I’ve just heard from a potential new customer in Germany who says that CSV files in Germany are normally separated by semicolons, not commas (since the commas are used as decimal points in numbers). This makes sense to me, but I’ve never heard of this before. Before I go willy nilly making a major change like this, I’d like to get further confirmation that this is really correct. I know there are some European users on this forum, can you confirm this? Ideally I would like to find some sort of standards documentation that would show this, but I don’t think there is an official standard for CSV.

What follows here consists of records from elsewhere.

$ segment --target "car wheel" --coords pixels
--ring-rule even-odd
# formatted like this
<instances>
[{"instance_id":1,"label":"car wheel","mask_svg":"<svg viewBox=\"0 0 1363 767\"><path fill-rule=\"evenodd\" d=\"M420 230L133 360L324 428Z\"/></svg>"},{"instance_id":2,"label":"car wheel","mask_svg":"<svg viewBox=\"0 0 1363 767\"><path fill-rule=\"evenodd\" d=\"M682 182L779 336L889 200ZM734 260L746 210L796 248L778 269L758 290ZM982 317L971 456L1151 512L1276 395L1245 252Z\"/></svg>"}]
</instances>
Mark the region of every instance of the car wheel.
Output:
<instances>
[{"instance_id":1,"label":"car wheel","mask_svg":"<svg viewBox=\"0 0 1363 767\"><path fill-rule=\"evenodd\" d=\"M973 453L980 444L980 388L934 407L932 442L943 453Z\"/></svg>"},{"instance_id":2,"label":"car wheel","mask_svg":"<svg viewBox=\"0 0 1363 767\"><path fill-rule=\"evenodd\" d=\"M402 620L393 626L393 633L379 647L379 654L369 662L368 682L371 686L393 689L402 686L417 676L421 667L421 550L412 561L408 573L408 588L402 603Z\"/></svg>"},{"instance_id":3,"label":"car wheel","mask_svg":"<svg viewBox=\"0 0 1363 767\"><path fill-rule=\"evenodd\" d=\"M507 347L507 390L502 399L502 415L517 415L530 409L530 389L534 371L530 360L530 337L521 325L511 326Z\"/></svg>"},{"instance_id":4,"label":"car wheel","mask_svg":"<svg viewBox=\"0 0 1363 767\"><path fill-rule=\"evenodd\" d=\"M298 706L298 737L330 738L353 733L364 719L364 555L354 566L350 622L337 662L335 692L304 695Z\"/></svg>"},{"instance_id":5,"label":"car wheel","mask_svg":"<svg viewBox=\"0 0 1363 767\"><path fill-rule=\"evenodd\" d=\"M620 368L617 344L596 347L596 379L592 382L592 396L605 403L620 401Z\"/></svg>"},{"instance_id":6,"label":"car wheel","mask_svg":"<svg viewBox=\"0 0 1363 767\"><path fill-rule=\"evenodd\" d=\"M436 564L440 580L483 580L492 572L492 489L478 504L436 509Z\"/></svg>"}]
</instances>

There is a pretty extensive discussion of this subject here:
Indeed, the CSV format is not fully standardized. I append a screenshot from the import dialog of TapForms 5, where you can set and choose custom import presets for various import parameters (like column separators, day formats, text code like UTF8 or ASCII). Typical column separators are comma, tab, colon, semicolon, vertical slash. Excel has a somehow similar dialog for the import of text files.
But I would like to add that I never — in all the years — had to figure myself how to handle different column separator characters in Panorama or Panorama X. If I remember correctly, Panorama analyzes the first line of the import file and recognizes the separator character automatically.
(Edited: This applies for the disambiguation of tabs and commas as separators only. Pan X does not automatically recognize semicolons as separators.)
I have to correct myself: I have never faced this problem, because I have used TSV text files instead of CSV files all the time, when I was exporting data from Excel to Panorama 6 or X.
But Panorama has all the tools to change the separator character on the fly during the import. For all new customers it would certainly be more comfortable, when Panorama X would recognize semicolons or other separators automatically or with import presets.
Yes, I am aware of that document. It’s better than nothing, but it is not an official standard. It even says right at the start that “It does not specify an Internet standard of any kind.” and later says “there is no formal specification in existence … this section documents the format that seems to be followed by most implementations.” It appears to have been created by a small company, independent of any standards body.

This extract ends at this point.